Script rerender-fixed.js for repeated runs after edits.

This approach turned out to be convenient: I could quickly switch between “generate everything” and “fix specific cases” without unnecessary drama.

🧭 How to repeat this approach at home

If you need to repeat this experiment, I would recommend going like this:

First, fix the technical output contract (fps, duration, resolution, codec, safe area, animation logic).
Make a limited pool of templates that is easily scalable.
Collect a table of “pattern x color” configurations.
Assign configurations in batches by shuffling the complete list.
Render next to the original content so that the structure is transparent.
Make a minimum quality gate (automatic check + selective manual review).
Accept in advance that 1-2 iterations of fixes are almost inevitable.

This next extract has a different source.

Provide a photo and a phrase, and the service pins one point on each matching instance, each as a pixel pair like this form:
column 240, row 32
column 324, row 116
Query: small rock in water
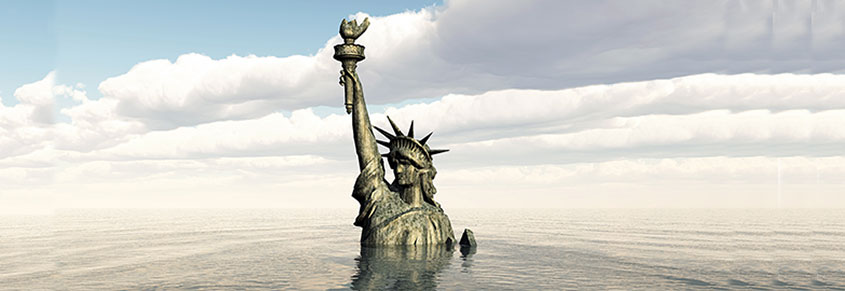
column 468, row 239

And a separate practical thought: if a ready-made tool is not enough or it does not suit you technically, ideologically or financially, it is often easier to assemble your own for a specific task than to endlessly bypass other people’s limitations.

Final: what I got at the end In practice, I got a working content factory:

84 videos in about 15 minutes of rendering;
uniform rotation of 28 configurations;
a process that can be repeated and scaled;
a normal balance between quality and speed.

And the most valuable thing here is not in a specific stack, but in the approach. I first defined the rules and restrictions, then assembled a pipeline for them, rather than trying to “crush” the chaotic process with heroism and sleepless evenings.

In short, this is a story not only about Remotion. This is a story about how to turn a manual routine into a system that you can run again and again and not be afraid of the next batch of content.